CAPÍTULO 42
LAS GRANDES MALETAS DE MADERA Y LOS
BAÚLES
En mi casa, como en la mayoría de las
viviendas hispanas, había algunas maletas. Y con más razón ya que afrontamos
diversos viajes y traslados de domicilio en pocos años. Y fuese cual fuese el
mobiliario, siempre había en algún rincón de la casa un par de maletas de
madera. Era lo que se llevaba entonces entre la mayor parte de la población.
Solamente las familias acomodadas tenían otro tipo de maletas y lujosos baúles.
En el resto, esa inmensa mayoría de clase media baja de los años cuarenta y
cincuenta, bastante maltratada en todos los frentes por la pasada guerra civil,
solamente maletas de madera e incluso alguna de grueso cartón y algún baúl tan
grande y pesado como escaso de valor.
Aquellas maletas de madera, pese a todo
sólidamente construidas y capaces de aguantar toda clase de maltratos en los
viajes, tenían mucha cabida. Una cerradura y, para llevarla, un asa metálica.
En las casas cumplían un papel de armario permanente, puestas en el suelo o
encima de algo que le sirviera de soporte.
Ante la carencia de armarios suficientes y, por supuesto, de los
actuales empotrados, se agradecía la posibilidad de guardar allí toda clase de
ropa y diversos objetos.
En los viajes acompañaban siempre a sus
propietarios, portando sus enseres y ropas.

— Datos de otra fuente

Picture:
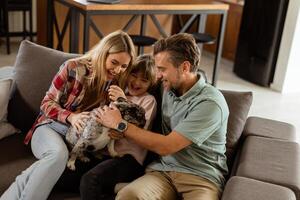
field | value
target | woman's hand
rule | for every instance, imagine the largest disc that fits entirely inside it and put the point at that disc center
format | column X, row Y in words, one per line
column 115, row 135
column 109, row 116
column 76, row 119
column 114, row 92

La imagen de aquellas maletas, con
una etiqueta pegada indicando el nombre y dirección de su propietario,
amontonadas en los andenes de las estaciones y junto a los autobuses de
viajeros eran típicas. Se han inmortalizado bastantes veces, con sus portadores
sentados encima de ellas, esperando la partida de un tren hacia cualquier
parte. Y, además, fueron imagen de la marcha de miles de compatriotas hacia la
emigración en esos años. Aquellas viejas y baqueteadas maletas fueron como un
símbolo de los españoles en busca de una nueva vida en Suiza o Alemania en los
años cincuenta. Y esta marcha de muchos de nuestros compatriotas venía a superponerse sobre la que iba, todavía, en
ruta hacia Argentina o Uruguay, Cuba o Venezuela.
Nuestras maletas de madera, las de mi casa,
nacieron con la boda de mis padres y siguieron con nosotros, en barcos y en
trenes, en autocares de línea regular y hasta en bicicleta y carretilla, del
Levante mediterráneo a Melilla y de allí a Galicia y Asturias, para venir de
nuevo a morir en sus últimos años, a consecuencia del progreso y su vejez, en
un rincón del patio de mi casa.
Estábamos ya en los años ochenta y habían cumplido, con creces, su misión.
Los baúles eran ya otra cosa. Los había en
todas las casas, siempre grandes y de tapa curvada. Claveteados por esquinas y
laterales y con dos buenas asas metálicas para transportarlos. Servían también
para guardar ropa, mantas, sábanas y hasta calzado. Aunque también solían
albergar los recuerdos de familia. Esas cosas, de valor sentimental, que unas
generaciones iban dejando a otras y que éstas últimas, en vez de tirarlas, respetaban
su memoria y recuerdo recogiéndolas en los baúles. No eran de este modo, esas
cosas, trastos a la vista. Pero se guardaban y esto, con el paso de los años,
ha salvado muchos objetos ahora más apreciados.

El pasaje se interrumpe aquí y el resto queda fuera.